Solidaritätszuschlag

Germany Tax Guide

Germany's 5.5% solidarity surcharge on income tax. Still applies to capital gains under Abgeltungsteuer.

The Solidaritätszuschlag ("Soli") is a 5.5% surcharge on German income tax, originally introduced to fund the reunification of East and West Germany. While most taxpayers were exempted from the Soli on wage income starting in 2021, it still applies in full to capital income taxed under the Abgeltungsteuer.

Impact on prediction market taxes

The Soli adds 5.5% on top of the 25% Abgeltungsteuer, bringing the effective rate on capital gains to approximately 26.375% (before any Kirchensteuer). For a trader with €10,000 in prediction market profits above the Sparerpauschbetrag:

  • Abgeltungsteuer: €2,500
  • Solidaritätszuschlag (5.5% of €2,500): €137.50
  • Total: €2,637.50

Future of the Soli

There is ongoing political debate about fully abolishing the Solidaritätszuschlag. However, as of 2025, it remains in effect for capital income including prediction market gains.

How Germany's total tax rate compares

Germany's combined capital gains rate (Abgeltungsteuer + Soli + optional Kirchensteuer) of ~26.4–28.6% sits in the middle of European rates.
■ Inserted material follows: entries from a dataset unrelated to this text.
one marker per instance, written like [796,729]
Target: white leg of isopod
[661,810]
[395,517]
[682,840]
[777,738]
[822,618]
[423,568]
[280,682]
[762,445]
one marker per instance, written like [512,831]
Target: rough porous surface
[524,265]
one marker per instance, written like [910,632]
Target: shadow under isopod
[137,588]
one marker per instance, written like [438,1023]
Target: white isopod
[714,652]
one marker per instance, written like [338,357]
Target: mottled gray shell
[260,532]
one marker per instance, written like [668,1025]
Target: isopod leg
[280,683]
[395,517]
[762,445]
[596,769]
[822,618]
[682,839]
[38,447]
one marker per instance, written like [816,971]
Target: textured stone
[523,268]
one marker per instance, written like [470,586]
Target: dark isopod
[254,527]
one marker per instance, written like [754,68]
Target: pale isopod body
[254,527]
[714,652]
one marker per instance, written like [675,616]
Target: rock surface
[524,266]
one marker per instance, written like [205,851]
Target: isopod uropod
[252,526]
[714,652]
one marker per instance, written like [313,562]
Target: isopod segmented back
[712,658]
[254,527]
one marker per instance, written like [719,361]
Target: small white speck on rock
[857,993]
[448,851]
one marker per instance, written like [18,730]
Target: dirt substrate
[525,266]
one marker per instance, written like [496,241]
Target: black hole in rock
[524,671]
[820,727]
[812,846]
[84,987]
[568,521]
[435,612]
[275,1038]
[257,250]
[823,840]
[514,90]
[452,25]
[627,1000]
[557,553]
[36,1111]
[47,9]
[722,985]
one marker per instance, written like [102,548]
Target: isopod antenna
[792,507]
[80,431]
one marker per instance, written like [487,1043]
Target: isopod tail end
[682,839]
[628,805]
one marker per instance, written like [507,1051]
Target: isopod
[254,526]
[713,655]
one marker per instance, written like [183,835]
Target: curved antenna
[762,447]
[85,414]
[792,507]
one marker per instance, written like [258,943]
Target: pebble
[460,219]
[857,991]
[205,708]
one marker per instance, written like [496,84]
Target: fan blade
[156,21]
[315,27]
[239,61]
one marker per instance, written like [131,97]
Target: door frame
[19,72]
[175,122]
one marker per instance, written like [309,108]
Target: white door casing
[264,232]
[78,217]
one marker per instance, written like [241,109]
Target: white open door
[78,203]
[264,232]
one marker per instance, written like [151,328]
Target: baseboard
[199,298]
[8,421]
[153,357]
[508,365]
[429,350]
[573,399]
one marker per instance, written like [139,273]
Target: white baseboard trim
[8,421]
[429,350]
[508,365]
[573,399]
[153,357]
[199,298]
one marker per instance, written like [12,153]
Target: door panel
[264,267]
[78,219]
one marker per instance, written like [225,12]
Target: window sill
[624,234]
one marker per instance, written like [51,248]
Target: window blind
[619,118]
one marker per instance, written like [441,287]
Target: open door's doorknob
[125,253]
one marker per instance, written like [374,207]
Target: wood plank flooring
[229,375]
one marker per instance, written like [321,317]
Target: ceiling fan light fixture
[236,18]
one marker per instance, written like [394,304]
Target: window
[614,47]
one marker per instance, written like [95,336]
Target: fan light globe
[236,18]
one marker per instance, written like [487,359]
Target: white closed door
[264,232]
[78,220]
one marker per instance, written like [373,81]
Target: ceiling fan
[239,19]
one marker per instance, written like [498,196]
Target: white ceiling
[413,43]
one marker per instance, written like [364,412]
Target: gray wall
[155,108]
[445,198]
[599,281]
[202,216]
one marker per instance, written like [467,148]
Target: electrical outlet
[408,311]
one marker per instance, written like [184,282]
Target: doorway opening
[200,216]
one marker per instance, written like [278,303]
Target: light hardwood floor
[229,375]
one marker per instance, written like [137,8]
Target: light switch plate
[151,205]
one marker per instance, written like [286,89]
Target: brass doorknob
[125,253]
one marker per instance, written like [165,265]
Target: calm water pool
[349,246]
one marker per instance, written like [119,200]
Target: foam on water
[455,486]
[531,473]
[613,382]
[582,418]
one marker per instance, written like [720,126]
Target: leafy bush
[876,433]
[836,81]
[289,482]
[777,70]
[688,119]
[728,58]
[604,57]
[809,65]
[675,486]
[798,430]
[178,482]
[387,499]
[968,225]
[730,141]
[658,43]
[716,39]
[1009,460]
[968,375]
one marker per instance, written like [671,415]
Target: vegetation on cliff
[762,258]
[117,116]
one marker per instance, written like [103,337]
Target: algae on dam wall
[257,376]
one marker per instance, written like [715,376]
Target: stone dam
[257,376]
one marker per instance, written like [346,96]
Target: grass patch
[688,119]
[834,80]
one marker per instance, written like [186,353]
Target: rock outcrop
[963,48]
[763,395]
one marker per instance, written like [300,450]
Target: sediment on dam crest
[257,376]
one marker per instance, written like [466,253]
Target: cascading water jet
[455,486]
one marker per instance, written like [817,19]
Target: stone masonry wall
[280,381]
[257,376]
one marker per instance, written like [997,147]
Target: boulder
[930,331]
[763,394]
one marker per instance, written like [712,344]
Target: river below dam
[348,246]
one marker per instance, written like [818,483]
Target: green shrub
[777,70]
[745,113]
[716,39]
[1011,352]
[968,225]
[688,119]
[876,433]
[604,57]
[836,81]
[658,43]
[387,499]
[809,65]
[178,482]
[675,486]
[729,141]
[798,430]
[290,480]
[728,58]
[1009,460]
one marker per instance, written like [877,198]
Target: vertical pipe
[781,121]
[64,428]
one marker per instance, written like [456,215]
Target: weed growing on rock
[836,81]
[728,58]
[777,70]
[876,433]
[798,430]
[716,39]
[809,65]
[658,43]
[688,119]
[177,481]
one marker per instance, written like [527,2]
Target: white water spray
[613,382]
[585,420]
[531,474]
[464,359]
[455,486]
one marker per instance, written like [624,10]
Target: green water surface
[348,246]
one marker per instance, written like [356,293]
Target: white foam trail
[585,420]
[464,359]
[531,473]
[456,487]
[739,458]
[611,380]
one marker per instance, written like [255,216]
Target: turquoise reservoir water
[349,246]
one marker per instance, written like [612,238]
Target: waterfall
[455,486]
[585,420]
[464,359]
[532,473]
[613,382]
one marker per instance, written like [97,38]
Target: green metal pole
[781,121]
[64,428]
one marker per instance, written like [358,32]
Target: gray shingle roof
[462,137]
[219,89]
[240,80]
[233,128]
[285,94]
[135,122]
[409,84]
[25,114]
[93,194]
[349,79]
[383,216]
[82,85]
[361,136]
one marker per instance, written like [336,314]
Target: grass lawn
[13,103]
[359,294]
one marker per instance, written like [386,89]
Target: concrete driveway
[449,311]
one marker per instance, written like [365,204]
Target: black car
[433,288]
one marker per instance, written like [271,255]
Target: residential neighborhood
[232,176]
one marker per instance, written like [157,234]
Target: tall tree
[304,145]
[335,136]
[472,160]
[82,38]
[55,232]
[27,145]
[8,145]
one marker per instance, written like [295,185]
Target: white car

For comparison:

  • Italy: 26% flat (imposta sostitutiva)
  • Netherlands: ~36% on deemed returns (Box 3)
  • Sweden: 30% flat (inkomst av kapital)
  • Ireland: 33% CGT
  • UK: Potentially 0% (gambling exemption)

Frequently asked questions

Can I avoid the Solidaritätszuschlag on prediction market gains?

No. Unlike wage income where the Soli was eliminated for most taxpayers in 2021, capital income remains fully subject to the surcharge. There is no exemption threshold for investment income.